If you are a developer with some time on your hands and one of these ideas seems interesting to you, by all means go ahead and give it a shot. Play around a bit and think about how you would solve that problem. Before you invest a lot of time or write a lot of code you should come talk to us. All these ideas are interconnected with other projects and we want to help getting to a solution that fits into osm2pgsql. You find a link to a discussion page for the project below each description.
If you are the boss of a company or other organization and need one of those features, you can help getting it done by paying somebody. If you have developers in your organization, you can let them work on it. Or you can contract one of the osm2pgsql developers to do the work. If you don’t have the kind of money to support development of a complete feature but have some money, contact us and tell us what you need. Sometimes we can get several people with similar goals together to jointly fund something.
Coastline Processing
Most maps need to differentiate between ocean and land areas or want to render the coastline in some way. Currently coastline processing is done with the separate program OSMCoastline or the data is simply downloaded from osmdata.openstreetmap.de. There are good reasons for that solution, but it is a bit cumbersome. With the new generalization framework we have in osm2pgsql a solution inside osm2pgsql might be possible.
Any solution must be able to cope with the problem that the coastline is often
broken somewhere on the planet creating invalid data. That’s why this is
somewhat tricky and not just a case of merging all ways tagged
natural=coastline
and creating polygons from that.
Handling Changed and Deleted Objects
When processing updates, osm2pgsql will handle deleted objects by simply deleting them from the database. A changed object is handled as if it was deleted and a new object created after that. But users often want to do some extra processing when an object is deleted or changed.
Currently this can be handled by adding database triggers that do something else instead of the delete. But that is somewhat cumbersome and, for changed objects, we have to fit the “delete” and the “insert” together again to find out that we had a “change” originally, something we knew at the start of the processing chain, but that information is lost once we are inside the database.
We might need some extra callbacks into the Lua code for this and/or change the DELETE/COPY we are doing now into some kind of “UPSERT”.
Marking Objects as Changed
Sometimes it can be useful to mark certain OSM objects as changed so that osm2pgsql behaves as if it has read that object from an OSM change file. This can be used, for instance, if the Lua config changed in some specific way and you want to re-process some OSM objects that you know will be affected. This makes only sense in slim mode, of course.

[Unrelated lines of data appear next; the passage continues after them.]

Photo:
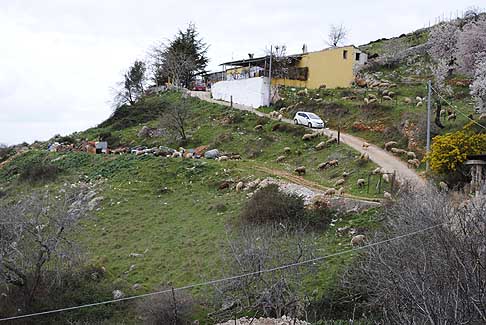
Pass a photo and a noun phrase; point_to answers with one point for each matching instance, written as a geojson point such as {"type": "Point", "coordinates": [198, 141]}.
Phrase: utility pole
{"type": "Point", "coordinates": [429, 108]}
{"type": "Point", "coordinates": [270, 77]}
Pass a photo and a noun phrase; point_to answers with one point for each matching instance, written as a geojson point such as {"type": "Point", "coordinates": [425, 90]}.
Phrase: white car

To implement this, osm2pgsql basically would have to read that object from the middle and pretend that it just got it from the input file.
Non-PostgreSQL Middle
In osm2pgsql-speak the “middle” is the part of the code that stores OSM objects for dependency management and updates. Currently there are two middle implementations, the “ram” middle for the non-slim mode which doesn’t support updates and the “pgsql” middle for slim mode which stores the data in the PostgreSQL database and which supports updates. There are many advantages to having this data in the database and we’ll always have that and support that. But for many osm2pgsql use cases a full relational database isn’t really needed for this and it comes with quite a lot of overhead for processing and disk space.
It would be great to have an additional middle implementation with some kind of custom disk-based database, this could be based on something like RocksDB or written from scratch exactly for our use case. Users could then choose whether they want the more efficient one or the more flexible PostreSQL-based one.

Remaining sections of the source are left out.